In another variation of the preferred embodiment, the learning-object library 150 can be augmented with learning objects that come packaged with a text or book that is loaded into task interface 100. For example, learning objects that are relevant to characters and events in a book can then be made available to the system and the user.

In another variation of the preferred embodiment, a single user history 130 can be maintained across a range of different task interfaces for a variety of domains, subjects, and skills to be learned. The user history 130 can be considered personal to the user, and portable between different devices; for this purpose the user history 130 (the whole or part of it) can be stored on a removable computer-readable medium.

One skilled in the art will appreciate that other embodiments of the present invention can be applied to learning any aspect of language including, but not limited to, and in any combination, vocabulary, grammar, pronunciation, spelling, and discourse.

One skilled in the art will also appreciate that other embodiments of the present invention can be applied to any type of task that requires language skills, including, but not limited to, and in any combination, reading, writing, listening, speaking, translation, and conversation.

One skilled in the art will also appreciate that the internal function of the system components and the items and records that are passed between them will vary with the type of task and the target subject or skill to be learned.

One skilled in the art will also appreciate that other embodiments of the present invention can be applied to other domains, subjects, disciplines, and skills, such as mathematics, natural sciences, social sciences, music, art, geography, history, culture, technology, business, economics, and a variety of training and education scenarios not limited by this list.

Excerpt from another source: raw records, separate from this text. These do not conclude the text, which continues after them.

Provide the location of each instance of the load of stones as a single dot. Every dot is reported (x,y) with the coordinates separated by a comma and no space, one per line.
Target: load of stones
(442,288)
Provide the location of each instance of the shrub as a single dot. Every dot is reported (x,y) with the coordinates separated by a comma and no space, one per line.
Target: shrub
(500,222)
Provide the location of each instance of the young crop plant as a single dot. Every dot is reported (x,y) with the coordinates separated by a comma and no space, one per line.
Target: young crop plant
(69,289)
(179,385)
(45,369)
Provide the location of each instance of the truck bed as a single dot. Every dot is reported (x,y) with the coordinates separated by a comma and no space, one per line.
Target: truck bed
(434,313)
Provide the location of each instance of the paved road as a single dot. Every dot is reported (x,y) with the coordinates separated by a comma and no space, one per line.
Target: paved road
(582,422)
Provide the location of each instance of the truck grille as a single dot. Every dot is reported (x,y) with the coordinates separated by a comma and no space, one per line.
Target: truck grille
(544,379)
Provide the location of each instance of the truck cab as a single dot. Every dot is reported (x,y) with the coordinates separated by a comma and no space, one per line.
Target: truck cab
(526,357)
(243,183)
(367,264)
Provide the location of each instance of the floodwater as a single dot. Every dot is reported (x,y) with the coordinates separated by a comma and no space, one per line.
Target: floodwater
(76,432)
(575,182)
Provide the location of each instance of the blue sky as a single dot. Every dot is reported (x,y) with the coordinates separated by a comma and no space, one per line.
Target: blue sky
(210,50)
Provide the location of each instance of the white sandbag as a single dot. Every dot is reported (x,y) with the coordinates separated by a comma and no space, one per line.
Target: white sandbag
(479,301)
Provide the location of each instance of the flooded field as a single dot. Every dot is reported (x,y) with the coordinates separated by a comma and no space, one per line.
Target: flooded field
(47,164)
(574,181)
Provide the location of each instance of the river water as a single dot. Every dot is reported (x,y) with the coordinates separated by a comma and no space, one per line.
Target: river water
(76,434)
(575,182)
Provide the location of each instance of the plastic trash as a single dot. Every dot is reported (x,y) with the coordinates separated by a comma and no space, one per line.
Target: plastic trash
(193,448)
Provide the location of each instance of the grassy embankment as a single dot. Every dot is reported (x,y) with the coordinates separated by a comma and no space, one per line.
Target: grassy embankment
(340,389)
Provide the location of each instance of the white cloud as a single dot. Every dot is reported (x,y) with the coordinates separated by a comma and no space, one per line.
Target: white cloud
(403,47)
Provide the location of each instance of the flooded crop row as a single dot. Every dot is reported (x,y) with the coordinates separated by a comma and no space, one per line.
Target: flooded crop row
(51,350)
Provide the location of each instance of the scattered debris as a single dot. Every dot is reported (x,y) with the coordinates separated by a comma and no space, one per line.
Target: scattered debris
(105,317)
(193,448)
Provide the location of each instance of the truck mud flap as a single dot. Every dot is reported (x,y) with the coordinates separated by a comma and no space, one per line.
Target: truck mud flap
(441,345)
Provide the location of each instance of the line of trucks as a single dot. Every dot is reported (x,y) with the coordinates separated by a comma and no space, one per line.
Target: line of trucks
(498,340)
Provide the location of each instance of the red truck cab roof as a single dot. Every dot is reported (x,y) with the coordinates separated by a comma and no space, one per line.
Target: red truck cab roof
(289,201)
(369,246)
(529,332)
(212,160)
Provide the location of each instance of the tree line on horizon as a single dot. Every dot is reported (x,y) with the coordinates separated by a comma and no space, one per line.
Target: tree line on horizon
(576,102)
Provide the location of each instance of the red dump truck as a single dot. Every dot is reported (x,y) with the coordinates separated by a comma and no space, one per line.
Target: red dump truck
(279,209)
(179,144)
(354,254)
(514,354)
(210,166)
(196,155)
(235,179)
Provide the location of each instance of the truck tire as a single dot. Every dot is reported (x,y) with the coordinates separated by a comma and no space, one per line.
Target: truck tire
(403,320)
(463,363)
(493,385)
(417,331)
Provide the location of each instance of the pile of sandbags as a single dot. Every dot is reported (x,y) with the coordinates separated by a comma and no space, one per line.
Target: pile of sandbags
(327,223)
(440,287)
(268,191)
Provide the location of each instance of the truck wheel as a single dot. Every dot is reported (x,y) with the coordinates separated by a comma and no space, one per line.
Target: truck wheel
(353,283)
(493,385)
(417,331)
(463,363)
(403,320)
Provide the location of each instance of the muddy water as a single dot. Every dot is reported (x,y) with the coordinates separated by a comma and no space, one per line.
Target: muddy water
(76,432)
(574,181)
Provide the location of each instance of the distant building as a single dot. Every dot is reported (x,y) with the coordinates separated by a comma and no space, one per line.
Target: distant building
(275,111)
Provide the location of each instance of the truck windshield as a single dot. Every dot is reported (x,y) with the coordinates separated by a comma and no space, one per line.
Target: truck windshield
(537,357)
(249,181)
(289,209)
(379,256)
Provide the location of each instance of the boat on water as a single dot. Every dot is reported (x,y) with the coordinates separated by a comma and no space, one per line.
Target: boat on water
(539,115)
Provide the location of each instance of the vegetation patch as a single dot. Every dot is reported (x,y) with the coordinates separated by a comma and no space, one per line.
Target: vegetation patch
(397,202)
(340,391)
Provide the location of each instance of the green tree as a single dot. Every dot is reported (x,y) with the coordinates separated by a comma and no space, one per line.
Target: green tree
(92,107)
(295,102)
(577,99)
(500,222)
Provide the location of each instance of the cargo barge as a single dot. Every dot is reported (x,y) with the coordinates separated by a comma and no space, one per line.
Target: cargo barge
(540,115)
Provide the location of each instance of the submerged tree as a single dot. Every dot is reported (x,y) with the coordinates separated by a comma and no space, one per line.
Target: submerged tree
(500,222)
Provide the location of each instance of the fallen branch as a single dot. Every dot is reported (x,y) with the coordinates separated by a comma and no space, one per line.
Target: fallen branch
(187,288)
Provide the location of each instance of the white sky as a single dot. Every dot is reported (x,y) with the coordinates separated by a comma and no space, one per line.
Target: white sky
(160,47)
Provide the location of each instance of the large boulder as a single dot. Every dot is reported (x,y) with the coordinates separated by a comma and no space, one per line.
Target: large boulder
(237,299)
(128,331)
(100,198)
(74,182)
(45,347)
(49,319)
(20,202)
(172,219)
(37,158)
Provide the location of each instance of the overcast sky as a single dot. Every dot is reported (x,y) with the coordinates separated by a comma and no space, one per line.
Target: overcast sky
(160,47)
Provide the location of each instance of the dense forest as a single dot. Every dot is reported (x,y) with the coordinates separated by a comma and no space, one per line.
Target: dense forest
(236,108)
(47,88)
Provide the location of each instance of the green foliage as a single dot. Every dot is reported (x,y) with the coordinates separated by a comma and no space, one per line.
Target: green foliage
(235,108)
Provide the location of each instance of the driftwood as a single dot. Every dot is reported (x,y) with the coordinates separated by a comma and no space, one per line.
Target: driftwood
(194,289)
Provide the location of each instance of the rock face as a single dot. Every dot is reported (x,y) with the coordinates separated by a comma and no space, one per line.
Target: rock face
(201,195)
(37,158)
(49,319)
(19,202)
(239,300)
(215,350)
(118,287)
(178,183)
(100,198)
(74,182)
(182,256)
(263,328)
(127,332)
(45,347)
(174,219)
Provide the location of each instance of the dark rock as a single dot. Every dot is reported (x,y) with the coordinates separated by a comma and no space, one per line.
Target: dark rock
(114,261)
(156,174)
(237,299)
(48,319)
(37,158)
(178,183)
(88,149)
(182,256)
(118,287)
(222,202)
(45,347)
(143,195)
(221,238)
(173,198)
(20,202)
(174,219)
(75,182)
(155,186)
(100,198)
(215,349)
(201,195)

It will be appreciated that operation of one or more of the above- or below-described components can be controlled by a program operating on the device or apparatus. Such an operating program can be stored on a computer-readable medium, or could, for example, be embodied in a signal such as a downloadable data signal provided from an Internet website. The appended claims are to be interpreted as covering an operating program by itself, or as a record on a carrier, or as a signal, or in any other form.